Este estilo arquitectónico surgió tras la Segunda Guerra Mundial como una reacción al modernismo, apostando por el uso del hormigón al natural y formas escultóricas de gran escala. Inspirado en el trabajo de Le Corbusier, el brutalismo se expandió globalmente y encontró en América Latina un terreno fértil para su desarrollo. Países como Brasil, Argentina, México y Venezuela albergan algunas de las estructuras más impresionantes de este movimiento.
Entre los exponentes más destacados del brutalismo en la región se encuentra la Biblioteca Nacional Mariano Moreno en Buenos Aires, obra del arquitecto Clorindo Testa, cuyo diseño flotante de hormigón impacta en la ciudad. En México, la Biblioteca Central de la UNAM fusiona el brutalismo con elementos culturales prehispánicos, mientras que en Guatemala, el Banco Central se distingue por sus relieves de inspiración maya en hormigón.
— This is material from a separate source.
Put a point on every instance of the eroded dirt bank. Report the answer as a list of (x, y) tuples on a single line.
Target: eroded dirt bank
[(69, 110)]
Otras joyas del brutalismo incluyen el Teatro Teresa Carreño en Caracas y el imponente edificio de la CEPAL en Santiago de Chile.
A pesar de haber sido criticado en algunas épocas por su estética "dura", el brutalismo ha resurgido como una corriente admirada por su audacia y funcionalidad. Hoy, con The Brutalist llevando su legado a la gran pantalla, el interés por este movimiento sigue creciendo, reivindicando su lugar en la historia de la arquitectura y la cultura global.